Justice Keifel expressed the view that the standard of proof required of the patient is actually relatively low. It does not require certainty or precision. It requires that a judge be persuaded that something was probably (not possibly) a cause of the harm the patient suffered.

Some interesting facts about the High Court of Australia

• Established in 1901 by section 71 of the Constitution. The first Bench comprised three Justices. This increased to seven by 1913.
• The High Court is the highest court in Australia. Prior to 1975 there was an ability to appeal from the High Court to the Privy Council in England.
• Three of the seven current Justices are female. Three of the seven are from NSW, one from Queensland, two from Victoria and one from Western Australia.
• In the last three years the High Court has delivered an average of 57 judgments a year.

Practical application of the decision in dental negligence claims

Commentary by Dr Stephen Harlamb, Endodontist and Peer Advisor, Dental Defence Advisory Service ADA (NSW)

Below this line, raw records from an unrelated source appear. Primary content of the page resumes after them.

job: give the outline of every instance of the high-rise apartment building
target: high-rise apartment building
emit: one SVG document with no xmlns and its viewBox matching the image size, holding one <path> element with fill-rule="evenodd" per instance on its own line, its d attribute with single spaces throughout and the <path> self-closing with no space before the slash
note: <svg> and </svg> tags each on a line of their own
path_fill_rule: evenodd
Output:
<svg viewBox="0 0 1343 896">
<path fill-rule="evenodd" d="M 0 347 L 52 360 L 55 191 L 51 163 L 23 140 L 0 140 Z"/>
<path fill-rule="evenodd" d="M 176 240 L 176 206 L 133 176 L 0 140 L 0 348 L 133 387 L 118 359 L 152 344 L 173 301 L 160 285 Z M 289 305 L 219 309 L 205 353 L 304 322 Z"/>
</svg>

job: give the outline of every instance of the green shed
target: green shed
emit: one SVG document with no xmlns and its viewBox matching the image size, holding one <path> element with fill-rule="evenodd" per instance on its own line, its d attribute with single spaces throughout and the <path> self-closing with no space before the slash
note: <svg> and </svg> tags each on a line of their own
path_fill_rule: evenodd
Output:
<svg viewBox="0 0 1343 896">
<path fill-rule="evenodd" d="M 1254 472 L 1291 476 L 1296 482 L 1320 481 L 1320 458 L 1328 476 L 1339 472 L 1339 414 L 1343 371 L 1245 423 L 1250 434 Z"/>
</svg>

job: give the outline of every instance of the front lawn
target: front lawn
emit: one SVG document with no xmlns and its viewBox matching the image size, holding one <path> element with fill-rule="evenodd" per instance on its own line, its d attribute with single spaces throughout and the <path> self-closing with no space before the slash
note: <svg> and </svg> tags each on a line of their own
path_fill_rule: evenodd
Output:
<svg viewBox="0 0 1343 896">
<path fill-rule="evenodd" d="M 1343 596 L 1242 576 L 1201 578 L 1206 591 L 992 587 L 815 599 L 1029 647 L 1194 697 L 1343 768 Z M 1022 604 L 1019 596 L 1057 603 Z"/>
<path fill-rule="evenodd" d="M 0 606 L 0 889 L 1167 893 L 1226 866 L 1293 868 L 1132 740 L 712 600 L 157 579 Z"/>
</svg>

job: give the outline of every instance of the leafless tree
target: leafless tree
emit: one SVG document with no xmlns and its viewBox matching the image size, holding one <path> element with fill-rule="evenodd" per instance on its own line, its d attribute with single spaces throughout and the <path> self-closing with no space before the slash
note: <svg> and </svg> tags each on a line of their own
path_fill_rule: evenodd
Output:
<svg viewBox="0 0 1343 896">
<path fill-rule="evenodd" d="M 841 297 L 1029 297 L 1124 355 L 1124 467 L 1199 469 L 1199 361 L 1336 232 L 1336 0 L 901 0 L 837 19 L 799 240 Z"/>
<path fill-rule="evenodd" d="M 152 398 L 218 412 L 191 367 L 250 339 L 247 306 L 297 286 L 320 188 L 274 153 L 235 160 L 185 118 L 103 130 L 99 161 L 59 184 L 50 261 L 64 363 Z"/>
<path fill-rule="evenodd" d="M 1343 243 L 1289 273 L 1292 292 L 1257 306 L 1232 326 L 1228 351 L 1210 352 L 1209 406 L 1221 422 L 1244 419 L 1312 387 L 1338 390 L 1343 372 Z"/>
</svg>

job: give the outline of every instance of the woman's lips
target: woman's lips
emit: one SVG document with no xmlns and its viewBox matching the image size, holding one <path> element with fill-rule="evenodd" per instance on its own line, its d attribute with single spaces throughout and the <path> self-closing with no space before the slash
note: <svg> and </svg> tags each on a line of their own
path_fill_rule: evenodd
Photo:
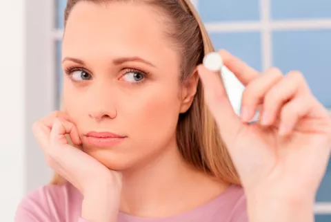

As has been shown in previous High Court decisions (e.g. Rogers v Whitaker 1992), medico-legal situations can be ‘transposed’ to the dental environment. Duty of care (and its possible breach), informed consent and negligence are just as readily applied to the dental scenario as the medical one in which it originally took place. For example, the principles discussed above as it relates to a failed referral could be applied to an endodontic scenario as follows:

Dr A, a general dental practitioner, examined patient B in January. On presentation the patient was complaining of buccal swelling towards the gingival margin and mild discomfort associated with 46. Dr A did not take a radiograph and diagnosed a periodontal abscess based on clinical findings only. The patient was placed on antibiotics (Flagyl 400 mg and Amoxil 500 mg). The patient continued to complain of swelling and periodic episodes of moderate to severe pain and was repeatedly prescribed antibiotics and painkillers. Finally, in April, he was referred to an endodontist who discovered the following:


There was a buccal fistula, the tooth was non-responsive to CO2 while radiographically there was a furcation radiolucency in association with a well-established resorptive defect within the distal root. The endodontist recommended extraction as the prognosis was hopeless and consideration be given to implant placement. A complaint ensued. During the proceedings, experts for the patient established that the dentist breached the duty of care owed to the patient. The patient should have been referred to the endodontist in January. In turn, the patient argued that he had lost the opportunity of saving the tooth. However, of note here is that the experts all agreed that even if referred in January, the tooth would have been lost. The evidence did establish that the patient experienced significant pain and suffering between January and April. The patient had to take time off work, suffered economic loss and needed to purchase repeat pain-killing and antibiotic medication.

In this case, it would be argued that the patient has not discharged the onus of establishing, on the balance of probabilities, that the breach (failure to refer) resulted in the need to extract the tooth and therefore no compensation should be awarded for the loss of the tooth (e.g. compensation for implant replacement). However, the patient may be awarded compensation for the pain and suffering and economic loss suffered as a result of the three-month delay in the performance of the extraction.